Io, si sa, alle cose arrivo spesso in ritardo e sono anche piuttosto riluttante rispetto alle definizioni che racchiudono ciò che amo – in questo caso si parla ovviamente di musica – in angusti steccati.
E’ quindi da poco che sono a conoscenza del termine egg punk (o Devo-core), sul quale sono stato edotto da un notevole ed esaustivo pezzo scritto dal “nostro” Tommaso Salvini per la fanzine Up.
Chissà magari qualcosa all’orecchio mi era pure giunta, qualcosa potrei aver captato ma, fatalmente, se associavo e associo le parole uovo e punk la mia mente va ai miei adorati McRackins. Comunque, dato per assodato che la terminologia in questione è ormai ampiamente in uso, ed è stata a quanto pare coniata ben dodici anni fa (!!!), la band di cui mi accingo a parlarvi si può considerare come una fra le più accreditate tra quelle che a questo tipo di scena fanno riferimento.

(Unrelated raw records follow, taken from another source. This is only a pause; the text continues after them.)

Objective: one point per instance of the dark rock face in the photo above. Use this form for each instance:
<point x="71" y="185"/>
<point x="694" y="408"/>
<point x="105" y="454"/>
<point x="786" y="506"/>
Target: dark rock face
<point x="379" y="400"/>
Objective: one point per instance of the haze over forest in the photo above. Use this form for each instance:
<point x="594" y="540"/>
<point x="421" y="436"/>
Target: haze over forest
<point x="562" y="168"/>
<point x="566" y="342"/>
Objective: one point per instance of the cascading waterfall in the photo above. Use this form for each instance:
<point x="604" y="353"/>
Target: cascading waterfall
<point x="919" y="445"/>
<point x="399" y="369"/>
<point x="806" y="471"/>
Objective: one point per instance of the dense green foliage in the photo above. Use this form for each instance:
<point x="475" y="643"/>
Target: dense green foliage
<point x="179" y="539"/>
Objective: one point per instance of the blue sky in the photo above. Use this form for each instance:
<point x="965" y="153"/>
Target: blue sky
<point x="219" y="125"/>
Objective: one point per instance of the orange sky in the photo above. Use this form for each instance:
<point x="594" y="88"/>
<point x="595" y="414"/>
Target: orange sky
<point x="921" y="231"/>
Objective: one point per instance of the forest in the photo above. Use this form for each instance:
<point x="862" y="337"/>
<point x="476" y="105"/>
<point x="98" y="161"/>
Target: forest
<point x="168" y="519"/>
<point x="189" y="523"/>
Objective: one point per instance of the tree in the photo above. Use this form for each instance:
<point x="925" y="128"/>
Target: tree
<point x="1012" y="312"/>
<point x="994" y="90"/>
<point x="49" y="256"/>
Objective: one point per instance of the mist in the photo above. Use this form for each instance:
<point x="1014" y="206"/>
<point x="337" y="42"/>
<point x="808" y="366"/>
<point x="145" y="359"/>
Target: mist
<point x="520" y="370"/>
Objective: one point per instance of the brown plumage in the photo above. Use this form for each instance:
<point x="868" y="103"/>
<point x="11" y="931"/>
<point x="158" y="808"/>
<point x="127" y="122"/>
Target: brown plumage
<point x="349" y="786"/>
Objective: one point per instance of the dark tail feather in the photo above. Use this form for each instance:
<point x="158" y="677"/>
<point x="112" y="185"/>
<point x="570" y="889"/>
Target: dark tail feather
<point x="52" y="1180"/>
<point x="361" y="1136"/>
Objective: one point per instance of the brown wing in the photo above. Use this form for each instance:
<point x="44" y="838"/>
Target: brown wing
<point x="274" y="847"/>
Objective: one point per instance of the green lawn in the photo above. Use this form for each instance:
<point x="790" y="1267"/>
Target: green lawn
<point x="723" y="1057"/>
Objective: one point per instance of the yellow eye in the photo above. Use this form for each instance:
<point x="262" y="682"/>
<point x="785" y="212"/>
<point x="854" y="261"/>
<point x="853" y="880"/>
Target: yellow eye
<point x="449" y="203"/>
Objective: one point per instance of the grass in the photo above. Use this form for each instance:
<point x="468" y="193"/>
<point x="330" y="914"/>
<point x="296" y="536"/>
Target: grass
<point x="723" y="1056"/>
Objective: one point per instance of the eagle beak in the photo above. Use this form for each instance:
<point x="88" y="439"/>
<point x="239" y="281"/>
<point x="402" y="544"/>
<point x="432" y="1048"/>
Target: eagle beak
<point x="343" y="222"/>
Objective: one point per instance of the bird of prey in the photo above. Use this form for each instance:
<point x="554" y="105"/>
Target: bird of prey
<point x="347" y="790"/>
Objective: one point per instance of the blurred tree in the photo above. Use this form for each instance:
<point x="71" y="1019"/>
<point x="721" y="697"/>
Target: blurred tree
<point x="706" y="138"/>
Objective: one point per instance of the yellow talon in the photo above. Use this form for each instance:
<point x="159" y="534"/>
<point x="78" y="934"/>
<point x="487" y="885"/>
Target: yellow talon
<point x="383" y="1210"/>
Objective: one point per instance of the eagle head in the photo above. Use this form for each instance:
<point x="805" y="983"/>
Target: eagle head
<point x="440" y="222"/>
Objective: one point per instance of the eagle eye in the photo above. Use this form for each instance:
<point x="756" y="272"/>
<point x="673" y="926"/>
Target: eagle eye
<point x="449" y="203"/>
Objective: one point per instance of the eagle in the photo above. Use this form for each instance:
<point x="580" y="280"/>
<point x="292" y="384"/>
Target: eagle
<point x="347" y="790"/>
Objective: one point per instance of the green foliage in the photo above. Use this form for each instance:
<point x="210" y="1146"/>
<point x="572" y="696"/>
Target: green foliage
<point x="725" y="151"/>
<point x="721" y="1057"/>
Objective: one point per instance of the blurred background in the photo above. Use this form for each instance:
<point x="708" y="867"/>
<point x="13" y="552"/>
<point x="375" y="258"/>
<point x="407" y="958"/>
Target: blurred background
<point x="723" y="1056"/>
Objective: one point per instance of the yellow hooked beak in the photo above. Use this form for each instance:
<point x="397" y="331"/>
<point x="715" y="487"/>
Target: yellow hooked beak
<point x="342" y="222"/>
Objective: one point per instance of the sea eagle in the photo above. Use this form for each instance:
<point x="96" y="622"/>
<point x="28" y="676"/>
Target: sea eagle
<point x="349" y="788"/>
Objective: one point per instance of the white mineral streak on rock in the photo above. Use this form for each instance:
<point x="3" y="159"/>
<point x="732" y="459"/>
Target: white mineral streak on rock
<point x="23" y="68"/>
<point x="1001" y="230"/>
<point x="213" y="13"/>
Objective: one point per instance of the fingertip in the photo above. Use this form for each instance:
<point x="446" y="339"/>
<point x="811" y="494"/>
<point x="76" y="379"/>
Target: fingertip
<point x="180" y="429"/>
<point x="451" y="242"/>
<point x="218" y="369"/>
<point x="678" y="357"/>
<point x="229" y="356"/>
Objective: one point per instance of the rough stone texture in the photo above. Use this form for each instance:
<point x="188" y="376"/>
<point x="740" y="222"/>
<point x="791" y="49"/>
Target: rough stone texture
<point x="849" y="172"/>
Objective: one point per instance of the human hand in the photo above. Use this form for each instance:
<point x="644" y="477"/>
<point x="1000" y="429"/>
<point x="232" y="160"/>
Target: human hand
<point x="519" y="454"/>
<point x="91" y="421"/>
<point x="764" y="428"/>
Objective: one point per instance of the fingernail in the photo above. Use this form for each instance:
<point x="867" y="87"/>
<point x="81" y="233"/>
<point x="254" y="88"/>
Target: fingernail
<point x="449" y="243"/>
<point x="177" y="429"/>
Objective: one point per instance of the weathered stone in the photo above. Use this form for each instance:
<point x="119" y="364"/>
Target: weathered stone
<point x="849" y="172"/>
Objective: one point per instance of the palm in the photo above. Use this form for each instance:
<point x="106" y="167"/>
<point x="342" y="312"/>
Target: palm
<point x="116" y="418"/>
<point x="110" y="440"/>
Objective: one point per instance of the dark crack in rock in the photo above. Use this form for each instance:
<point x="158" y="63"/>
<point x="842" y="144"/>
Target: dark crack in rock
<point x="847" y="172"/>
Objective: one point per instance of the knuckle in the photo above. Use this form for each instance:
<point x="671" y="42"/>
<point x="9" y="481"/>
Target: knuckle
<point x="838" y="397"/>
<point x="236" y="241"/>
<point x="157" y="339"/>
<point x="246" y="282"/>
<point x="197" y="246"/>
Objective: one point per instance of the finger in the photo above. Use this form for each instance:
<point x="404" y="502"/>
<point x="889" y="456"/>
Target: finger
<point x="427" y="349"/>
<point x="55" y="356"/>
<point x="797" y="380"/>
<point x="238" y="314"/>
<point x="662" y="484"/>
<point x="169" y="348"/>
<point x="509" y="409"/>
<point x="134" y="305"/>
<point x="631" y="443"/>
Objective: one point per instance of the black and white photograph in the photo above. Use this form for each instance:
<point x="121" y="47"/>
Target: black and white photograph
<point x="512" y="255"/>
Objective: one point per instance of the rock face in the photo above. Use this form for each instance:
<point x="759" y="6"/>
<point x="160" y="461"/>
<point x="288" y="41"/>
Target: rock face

Prehistoric Chrome è il nuovo album degli australiani Gee Tee e si compone di diciotto pezzi tutti al di sotto dei due minuti, tutti men che meno riusciti. In scaletta si incontrano filastrocche oblique e sghembe come Drag Race Mag e Fumes In The Breeze, pezzi che definirei power pop per il nuovo millennio, sia pur se eseguiti rigorosamente in bassa fedeltà – ne siano da esempio ABC e Out Tonight, brani “deliziosamente” camp quali Bedrock e Warhead e canzoni nelle quali i nostri dimostrano di aver ottimamente assimilato i precetti della scuola lo-fi anni novanta, vedasi Choppa City Special.
Se, come accennavo all’inizio di queste righe, l’egg punk è anche soprannominato Devo-core la somiglianza fra Girl U Want e Grease ne è lampante dimostrazione; completano il tutto Workin 4 The FBI resa ammaliante della perfetta sinergia di voce (vagamente scazzata) e sintetizzatore, nonché il ritmo ipercinetico di Find The Beat che brucia di vita in poco più di un minuto.
I Gee Tee sono bravi assai, mai banali nella loro semplicità, e i loro dischi hanno sempre belle copertine, particolare per nulla trascurabile. In qualsiasi modo lo si voglia chiamare il suono contenuto in questo Prehistoric Chrome è quanto di più vivo si possa ascoltare di questi tempi, una bella boccata di aria fresca.
Come direbbe Alessandro Borghese: voto 10, vabbè dai facciamo nove.